[Antennas] Mobile Antennas - which shoots best, is strongest?
David J. Ring, Jr.
n1ea at arrl.net
Fri Jun 16 03:24:58 EDT 2006
Hi Jack,
I agree with you completely. My question was just has Doc noticed a big 2
or 3 S-unit difference which I believe was caused by using a ATU (the same
Harris unit he is using - the the vacuum variables) at the whip feed point
and (as I did) using the same type whip fed directly with coax but with
about 30 feet of mismatched coax and then terminating on a small MFJ tuner
sitting on top of my radio.

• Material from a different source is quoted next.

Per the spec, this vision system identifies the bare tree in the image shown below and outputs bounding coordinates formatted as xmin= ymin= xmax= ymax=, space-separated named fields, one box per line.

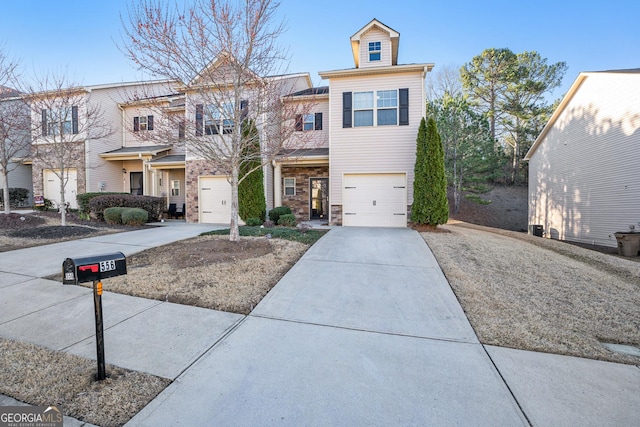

Same radio, same antenna - the difference was
two different coax runs (unlikely but possible) and the two different ATUs -
one the Harris at the antenna feed point - and the other the "cheap" MFJ at
the radio end of the feedline.
I love verticals for long range - they are great. They're also great for
skywave (think broadcast AM and marine 500 kHz CW) but low horizontals are
great for NVIS propagation.
But if I want to do NVIS range, I use a telephone!
I think working Japan on 80 meter SSB from New England is exhilerating.
73
David N1EA
----- Original Message -----
From: "Jack Painter" <223bthp at cox.net>
To: <Antennas at mailman.qth.net>
Sent: Friday, June 16, 2006 2:28 AM
Subject: RE: [Antennas] Mobile Antennas - which shoots best, is strongest?
Hi David,
The problem with any whip including of marine design mounted on or alongside
a house is the lack of ground plane. As Doc put it so well, the need for a
counterpoise is almost as important as any antenna choice, as they all
require it. This in spite of various design promises.
Besides omitting radials (the #1 mistake from most accounts), another common
problem when trying to residential-mount a marine whip is failing to place
the coupler/ATU right at the feedpoint of the antenna.
Using identical equipment, a small vessel with the whip mounted anywhere
generally does poorer than a large vessel with the whip mounted anywhere. I
have never seen comparisons of how the shipboard mounting location affects
the efficiency and radiation patterns, but we all have examples of the small
(motor) vessel getting poor-mediocre performance no matter how it was
mounted. People then try to mount that same marine antenna on a "small
house" (relatively speaking), use no radials, mount the ATU wherever
convenient, and then wonder why the thing won't work on 160 meters!